Clark and Walsh talked nearly every day despite being in separate hemispheres.
"We want success for each other; it's never been a competition," Clark said. "It's just been about supporting each other to achieve our dreams."
"I appreciate her as a researcher and as a friend," Walsh said. "Research can get challenging and (it's nice) when there is someone you have camaraderie with and they are supportive. You learn a lot along the way."
Clark and Walsh's names will show up alongside one another in scientific journals from last year's ISBPD study at SRU, with more studies, manuscripts and conference presentations to follow. The study, based on data collected from 60 participants who performed short bouts of exercise, measured people's blood pressure at rest and during exercise to detect ISBPD, defined as a difference of 10 millimeters of mercury in blood pressure readings between the left and right arms.
In summary, the SRU research team found that exercise increased the likelihood of ISBPD for people who did not show a difference at rest.
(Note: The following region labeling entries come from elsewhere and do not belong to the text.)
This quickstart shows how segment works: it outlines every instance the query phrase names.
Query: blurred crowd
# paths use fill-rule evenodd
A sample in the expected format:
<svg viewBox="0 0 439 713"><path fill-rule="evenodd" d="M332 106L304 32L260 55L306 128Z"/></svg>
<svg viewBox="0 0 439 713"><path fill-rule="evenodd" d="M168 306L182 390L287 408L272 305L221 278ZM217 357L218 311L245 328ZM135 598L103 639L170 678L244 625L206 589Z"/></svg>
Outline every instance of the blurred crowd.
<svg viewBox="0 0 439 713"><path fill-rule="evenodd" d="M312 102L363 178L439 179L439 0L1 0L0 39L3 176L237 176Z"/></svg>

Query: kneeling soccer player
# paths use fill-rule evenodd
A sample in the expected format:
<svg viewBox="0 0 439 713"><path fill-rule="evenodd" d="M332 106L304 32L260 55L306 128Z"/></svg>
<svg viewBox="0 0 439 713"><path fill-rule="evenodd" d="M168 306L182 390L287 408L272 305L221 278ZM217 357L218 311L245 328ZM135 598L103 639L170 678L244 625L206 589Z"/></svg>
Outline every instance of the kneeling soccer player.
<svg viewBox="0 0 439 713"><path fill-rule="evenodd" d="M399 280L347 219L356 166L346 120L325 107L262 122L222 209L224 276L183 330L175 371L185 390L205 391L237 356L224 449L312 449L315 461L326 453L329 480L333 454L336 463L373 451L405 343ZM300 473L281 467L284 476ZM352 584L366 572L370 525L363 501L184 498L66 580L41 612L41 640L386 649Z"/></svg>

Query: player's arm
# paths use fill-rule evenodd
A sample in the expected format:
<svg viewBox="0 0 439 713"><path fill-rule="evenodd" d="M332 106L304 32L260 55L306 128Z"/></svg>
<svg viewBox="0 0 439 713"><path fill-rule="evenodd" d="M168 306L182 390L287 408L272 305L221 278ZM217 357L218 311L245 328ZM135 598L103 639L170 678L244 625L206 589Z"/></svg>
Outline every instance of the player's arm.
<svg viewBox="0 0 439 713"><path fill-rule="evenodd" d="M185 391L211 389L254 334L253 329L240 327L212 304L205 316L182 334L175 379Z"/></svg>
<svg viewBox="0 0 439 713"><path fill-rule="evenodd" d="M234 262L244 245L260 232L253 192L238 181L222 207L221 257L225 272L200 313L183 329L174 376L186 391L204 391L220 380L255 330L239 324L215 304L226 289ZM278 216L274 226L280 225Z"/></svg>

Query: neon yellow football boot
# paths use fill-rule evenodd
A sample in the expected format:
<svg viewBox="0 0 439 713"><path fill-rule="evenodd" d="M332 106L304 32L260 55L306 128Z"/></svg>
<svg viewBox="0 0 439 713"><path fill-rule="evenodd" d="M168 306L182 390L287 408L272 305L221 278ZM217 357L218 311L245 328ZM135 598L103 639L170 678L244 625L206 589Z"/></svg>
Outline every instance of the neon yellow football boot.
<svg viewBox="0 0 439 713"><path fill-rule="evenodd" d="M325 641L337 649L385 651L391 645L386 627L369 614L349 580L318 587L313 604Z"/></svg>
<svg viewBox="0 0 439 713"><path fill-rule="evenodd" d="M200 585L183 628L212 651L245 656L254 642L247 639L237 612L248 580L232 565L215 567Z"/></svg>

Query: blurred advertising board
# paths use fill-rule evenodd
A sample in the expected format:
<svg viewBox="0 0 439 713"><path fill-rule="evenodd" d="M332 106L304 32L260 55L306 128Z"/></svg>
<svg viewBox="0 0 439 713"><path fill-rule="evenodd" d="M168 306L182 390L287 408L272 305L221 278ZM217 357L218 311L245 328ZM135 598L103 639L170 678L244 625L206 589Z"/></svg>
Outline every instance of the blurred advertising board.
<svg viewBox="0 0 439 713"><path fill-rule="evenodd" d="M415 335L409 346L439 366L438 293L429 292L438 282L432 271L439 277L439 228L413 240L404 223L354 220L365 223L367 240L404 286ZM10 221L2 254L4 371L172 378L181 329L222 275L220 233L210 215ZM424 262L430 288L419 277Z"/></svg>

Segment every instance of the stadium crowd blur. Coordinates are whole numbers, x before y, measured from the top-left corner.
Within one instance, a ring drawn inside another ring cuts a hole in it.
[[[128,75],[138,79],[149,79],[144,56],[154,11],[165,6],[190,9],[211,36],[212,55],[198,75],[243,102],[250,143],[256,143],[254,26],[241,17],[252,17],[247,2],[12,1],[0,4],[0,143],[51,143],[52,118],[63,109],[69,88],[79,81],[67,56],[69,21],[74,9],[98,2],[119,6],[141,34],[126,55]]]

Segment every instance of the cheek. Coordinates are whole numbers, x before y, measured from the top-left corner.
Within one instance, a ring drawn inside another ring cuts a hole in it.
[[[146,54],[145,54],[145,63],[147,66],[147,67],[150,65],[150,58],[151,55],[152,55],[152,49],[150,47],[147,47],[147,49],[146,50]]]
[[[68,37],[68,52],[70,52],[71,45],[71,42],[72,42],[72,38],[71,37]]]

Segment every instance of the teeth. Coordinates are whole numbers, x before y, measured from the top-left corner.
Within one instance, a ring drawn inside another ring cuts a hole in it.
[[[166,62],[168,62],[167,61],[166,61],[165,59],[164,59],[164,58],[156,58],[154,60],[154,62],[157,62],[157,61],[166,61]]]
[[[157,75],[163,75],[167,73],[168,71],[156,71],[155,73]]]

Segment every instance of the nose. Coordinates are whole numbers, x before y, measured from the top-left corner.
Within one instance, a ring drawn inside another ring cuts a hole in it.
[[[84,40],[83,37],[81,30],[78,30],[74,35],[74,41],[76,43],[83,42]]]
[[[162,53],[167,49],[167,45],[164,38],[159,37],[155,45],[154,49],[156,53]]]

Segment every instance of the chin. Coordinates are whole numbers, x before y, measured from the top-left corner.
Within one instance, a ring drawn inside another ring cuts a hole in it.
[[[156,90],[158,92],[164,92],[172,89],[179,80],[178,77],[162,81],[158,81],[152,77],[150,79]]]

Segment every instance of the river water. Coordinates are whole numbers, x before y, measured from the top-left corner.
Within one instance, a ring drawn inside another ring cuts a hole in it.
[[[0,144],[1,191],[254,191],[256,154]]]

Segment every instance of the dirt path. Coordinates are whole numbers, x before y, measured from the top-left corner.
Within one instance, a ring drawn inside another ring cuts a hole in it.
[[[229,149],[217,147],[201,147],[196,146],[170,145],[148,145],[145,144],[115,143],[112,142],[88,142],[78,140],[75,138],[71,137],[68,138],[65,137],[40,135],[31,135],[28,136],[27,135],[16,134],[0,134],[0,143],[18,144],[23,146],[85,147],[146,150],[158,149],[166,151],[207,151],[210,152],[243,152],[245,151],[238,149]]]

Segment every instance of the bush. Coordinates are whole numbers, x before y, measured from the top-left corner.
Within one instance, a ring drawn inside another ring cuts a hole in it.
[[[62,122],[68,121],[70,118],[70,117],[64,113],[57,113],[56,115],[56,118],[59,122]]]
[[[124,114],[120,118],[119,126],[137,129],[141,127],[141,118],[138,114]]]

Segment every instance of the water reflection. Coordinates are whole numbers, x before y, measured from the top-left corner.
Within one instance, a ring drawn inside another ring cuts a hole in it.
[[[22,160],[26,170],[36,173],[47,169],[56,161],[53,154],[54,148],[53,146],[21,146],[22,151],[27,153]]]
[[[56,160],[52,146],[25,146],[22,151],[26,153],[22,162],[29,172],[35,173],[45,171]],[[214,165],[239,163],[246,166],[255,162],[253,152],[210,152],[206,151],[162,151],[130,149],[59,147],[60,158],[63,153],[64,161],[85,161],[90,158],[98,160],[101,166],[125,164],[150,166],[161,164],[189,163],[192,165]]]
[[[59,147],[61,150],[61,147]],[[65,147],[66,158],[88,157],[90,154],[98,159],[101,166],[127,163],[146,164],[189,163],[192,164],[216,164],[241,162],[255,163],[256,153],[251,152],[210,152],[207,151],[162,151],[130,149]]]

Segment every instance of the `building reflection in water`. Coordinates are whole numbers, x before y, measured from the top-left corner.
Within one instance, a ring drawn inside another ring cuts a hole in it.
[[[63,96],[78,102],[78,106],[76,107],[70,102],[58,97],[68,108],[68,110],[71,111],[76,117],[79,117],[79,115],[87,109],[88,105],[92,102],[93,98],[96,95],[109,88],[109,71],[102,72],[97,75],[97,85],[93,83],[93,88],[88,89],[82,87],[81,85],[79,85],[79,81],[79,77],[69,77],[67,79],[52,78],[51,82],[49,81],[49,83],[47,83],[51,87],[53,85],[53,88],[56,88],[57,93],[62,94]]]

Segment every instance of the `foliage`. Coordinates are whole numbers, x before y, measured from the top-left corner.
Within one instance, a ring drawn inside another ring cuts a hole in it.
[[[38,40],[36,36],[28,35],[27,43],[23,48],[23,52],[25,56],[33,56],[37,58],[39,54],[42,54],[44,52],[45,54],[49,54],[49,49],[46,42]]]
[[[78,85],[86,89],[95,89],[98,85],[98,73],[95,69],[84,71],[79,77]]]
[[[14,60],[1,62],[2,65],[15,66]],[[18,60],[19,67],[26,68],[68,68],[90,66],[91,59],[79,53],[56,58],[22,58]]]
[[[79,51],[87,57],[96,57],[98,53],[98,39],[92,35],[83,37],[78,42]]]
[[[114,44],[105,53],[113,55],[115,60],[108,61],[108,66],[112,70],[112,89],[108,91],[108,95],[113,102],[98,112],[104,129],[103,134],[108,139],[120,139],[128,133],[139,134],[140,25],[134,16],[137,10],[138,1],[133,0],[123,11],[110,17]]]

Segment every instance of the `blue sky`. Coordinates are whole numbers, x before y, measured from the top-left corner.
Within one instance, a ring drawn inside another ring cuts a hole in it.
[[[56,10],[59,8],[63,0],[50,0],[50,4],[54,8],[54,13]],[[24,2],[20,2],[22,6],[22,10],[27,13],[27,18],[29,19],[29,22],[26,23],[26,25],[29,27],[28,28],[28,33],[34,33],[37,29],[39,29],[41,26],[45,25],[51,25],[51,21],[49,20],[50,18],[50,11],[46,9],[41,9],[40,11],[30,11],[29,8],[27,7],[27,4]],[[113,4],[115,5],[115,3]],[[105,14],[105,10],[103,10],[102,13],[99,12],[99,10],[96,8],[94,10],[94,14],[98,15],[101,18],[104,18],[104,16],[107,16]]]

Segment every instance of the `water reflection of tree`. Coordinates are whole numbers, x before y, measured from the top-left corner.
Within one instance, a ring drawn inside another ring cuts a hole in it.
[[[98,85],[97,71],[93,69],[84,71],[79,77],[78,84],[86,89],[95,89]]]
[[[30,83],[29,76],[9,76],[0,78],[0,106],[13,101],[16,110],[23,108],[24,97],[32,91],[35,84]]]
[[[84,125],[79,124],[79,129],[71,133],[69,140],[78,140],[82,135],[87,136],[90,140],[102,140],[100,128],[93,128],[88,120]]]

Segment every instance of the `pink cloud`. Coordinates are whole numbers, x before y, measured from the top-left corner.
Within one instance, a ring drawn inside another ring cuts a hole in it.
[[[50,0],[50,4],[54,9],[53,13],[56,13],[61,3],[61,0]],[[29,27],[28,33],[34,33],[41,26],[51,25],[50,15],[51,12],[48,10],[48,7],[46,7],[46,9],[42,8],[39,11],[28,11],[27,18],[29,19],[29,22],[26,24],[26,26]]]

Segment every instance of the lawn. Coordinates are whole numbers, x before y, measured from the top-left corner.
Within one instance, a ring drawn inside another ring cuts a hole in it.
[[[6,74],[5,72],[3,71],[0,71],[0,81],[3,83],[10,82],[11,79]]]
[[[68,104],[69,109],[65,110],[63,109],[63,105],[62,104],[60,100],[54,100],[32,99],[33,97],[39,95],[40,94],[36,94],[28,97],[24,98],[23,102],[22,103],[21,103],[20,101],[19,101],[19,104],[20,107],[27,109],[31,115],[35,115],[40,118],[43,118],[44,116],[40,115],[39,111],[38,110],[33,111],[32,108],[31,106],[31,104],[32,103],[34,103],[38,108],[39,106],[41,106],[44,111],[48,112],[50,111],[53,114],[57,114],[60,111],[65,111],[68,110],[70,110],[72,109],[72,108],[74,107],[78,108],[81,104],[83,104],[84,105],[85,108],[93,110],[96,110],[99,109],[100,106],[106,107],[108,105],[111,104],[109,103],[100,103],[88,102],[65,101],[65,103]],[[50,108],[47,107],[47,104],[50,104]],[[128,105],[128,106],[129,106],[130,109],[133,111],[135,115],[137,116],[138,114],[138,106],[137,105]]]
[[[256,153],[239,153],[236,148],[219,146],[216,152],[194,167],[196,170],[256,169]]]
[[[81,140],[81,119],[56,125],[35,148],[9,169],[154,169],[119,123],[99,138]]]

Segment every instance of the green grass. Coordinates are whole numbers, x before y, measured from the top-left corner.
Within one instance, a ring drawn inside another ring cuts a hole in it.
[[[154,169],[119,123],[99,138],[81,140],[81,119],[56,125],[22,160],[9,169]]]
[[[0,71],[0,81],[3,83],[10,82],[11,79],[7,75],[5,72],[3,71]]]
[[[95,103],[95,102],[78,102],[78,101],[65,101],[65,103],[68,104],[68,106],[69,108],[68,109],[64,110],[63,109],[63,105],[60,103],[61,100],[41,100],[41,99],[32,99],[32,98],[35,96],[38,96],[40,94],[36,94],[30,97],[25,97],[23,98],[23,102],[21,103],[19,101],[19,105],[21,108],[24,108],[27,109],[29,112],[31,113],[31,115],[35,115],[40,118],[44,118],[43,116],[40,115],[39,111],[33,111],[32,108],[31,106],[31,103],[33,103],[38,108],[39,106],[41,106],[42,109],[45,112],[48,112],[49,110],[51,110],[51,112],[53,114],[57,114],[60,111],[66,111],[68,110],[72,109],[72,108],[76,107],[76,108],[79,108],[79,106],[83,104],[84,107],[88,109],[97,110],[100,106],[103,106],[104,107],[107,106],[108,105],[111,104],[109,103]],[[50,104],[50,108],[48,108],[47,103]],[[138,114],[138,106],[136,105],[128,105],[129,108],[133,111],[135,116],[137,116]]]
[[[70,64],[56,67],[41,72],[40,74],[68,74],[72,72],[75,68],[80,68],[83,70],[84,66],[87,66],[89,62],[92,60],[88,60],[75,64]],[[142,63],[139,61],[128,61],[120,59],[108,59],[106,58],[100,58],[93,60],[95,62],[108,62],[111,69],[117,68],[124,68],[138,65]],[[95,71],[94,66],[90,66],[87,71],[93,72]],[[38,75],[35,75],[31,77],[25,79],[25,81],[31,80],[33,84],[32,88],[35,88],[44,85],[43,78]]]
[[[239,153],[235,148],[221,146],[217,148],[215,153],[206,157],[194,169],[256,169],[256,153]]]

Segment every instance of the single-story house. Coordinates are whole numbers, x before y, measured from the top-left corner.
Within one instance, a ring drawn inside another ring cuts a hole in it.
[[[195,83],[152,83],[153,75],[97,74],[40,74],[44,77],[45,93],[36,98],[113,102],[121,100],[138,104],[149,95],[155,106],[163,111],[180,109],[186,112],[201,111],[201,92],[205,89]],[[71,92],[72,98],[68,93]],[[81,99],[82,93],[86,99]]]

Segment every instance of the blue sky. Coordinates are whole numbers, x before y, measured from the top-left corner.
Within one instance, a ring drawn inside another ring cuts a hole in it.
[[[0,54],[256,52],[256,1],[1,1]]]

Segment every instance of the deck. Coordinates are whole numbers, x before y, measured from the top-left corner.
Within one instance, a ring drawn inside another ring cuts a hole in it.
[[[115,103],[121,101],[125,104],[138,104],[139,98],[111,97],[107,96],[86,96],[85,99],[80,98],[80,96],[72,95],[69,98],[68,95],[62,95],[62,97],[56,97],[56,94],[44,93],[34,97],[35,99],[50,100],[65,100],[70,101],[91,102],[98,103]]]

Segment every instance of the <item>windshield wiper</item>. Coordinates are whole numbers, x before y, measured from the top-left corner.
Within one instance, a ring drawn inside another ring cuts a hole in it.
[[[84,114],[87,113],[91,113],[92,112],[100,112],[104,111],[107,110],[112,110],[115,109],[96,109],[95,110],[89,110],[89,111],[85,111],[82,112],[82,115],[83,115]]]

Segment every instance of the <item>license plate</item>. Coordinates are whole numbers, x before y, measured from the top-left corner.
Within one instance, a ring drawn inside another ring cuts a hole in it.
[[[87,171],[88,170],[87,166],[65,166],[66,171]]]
Also, during recovery, the difference was smaller than before exercise, meaning that response could possibly be elicited with chronic exercise.
"It's interesting because (these findings) suggest that exercise is not only a diagnostic and prognostic tool, but exercise could be used as a primary intervention to decrease your risk for cardiovascular diseases by screening with ISBPD," said Jensen, who cautioned that this conclusion is preliminary and further research is needed to support it. "Seeing that exercise can decrease that difference would be valuable."
What has already proved to be valuable to the pair was their undergraduate research experience at SRU. They also set an example and paved the way for more SRU students to explore ISBPD.
"Now it's time to let other students develop and shine and get the opportunity that we've been given," Clark said. "Our names will be on all this research and we've moved on from the University, but we tell the students we trained that the purpose of research is not to see your name on a presentation, it's to try to serve the community and help people."
Another discovery for Clark and Walsh, once aspiring physical therapists, was finding their calling as researchers. When they walked to their first class together nearly five years ago, they weren't sure what they wanted to do with their careers. Now, they are pursuing doctorate degrees, one Down Under in Australia and another a Mile High in Colorado.
"Sometimes with research you think this is how it might be, then sometimes it takes a turn," Walsh said. "It's like your journey through your undergraduate career and growing up."